24 Aralık 2008 Çarşamba

Karlı bir Ankara gecesinde...




Karlı Ankara...
Görüntü çok net değil; ama sesi yetiyor...

Kar sesini bilir misin sen? İçine yağan sessizlik gibidir. Birazcık huzur, birazcık bekleyiş, bazen biraz sancı...
Kar, Ankara gibidir.
Bazen çok soğuk, bazen yumuşacık.

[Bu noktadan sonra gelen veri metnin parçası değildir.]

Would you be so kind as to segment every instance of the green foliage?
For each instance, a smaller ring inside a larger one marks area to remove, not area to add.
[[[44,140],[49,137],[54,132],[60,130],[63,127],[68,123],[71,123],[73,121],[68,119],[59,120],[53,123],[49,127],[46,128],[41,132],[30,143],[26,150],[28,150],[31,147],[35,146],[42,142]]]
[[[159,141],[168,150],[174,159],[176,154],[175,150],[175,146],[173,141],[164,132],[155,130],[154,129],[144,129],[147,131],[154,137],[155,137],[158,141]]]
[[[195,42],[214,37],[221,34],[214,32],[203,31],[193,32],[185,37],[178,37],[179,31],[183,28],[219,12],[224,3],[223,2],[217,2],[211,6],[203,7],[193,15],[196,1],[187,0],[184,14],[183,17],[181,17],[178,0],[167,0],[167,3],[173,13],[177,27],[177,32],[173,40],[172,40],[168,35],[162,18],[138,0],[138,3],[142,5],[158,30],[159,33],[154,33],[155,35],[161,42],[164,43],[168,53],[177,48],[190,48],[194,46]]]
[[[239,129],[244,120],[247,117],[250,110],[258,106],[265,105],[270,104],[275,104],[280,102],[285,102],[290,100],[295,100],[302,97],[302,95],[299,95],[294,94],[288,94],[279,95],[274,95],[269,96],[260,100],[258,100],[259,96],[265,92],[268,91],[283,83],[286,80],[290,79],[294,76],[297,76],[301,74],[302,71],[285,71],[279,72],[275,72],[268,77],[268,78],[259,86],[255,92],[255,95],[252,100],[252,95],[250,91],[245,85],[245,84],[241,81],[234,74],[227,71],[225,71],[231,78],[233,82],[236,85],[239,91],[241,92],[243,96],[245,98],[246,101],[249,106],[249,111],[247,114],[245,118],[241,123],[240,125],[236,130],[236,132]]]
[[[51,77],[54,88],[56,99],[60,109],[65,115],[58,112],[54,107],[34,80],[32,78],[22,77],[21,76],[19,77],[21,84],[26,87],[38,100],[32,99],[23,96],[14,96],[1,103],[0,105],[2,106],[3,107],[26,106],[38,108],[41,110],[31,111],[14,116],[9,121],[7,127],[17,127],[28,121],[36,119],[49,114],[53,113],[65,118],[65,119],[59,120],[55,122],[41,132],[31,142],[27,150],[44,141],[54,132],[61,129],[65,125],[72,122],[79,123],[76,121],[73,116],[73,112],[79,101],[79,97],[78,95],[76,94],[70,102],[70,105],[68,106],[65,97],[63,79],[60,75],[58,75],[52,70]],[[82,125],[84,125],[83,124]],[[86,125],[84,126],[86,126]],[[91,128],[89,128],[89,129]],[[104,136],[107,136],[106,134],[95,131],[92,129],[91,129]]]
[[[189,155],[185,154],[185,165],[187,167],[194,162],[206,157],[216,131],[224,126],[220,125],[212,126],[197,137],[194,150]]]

Kalbin de öyle değil mi zaten?
Sen de biraz Ankara gibisin, sert; ama tatlı...

***********************************************

Tunalı'ya insek şimdi mesela, yürüsek Kuğulu'da, uyuyan kuğuları seyretsek, üşümemelerine şaşırsak.
Kavakların ince dallarına baksak, nasıl taşıyorlar onca yükü diye düşüncelere dalsak... (Dönüp içimize baksak nasıl taşıyoruz bunca sevmeyi içimizde?)
Hatta çıksak Seğmenler'e, kaysak kocaman siyah çöp torbaları ile.
Telaşsız hızlarımız olsa geceyi kesip atan. Zaten gökyüzü de renkli bu gece...

Kocaman bir sıcak çikolata içsek, sıcacık sıcacık. Kakaolu çizgiler bıraksa gülüşlerimiz yüzümüzde.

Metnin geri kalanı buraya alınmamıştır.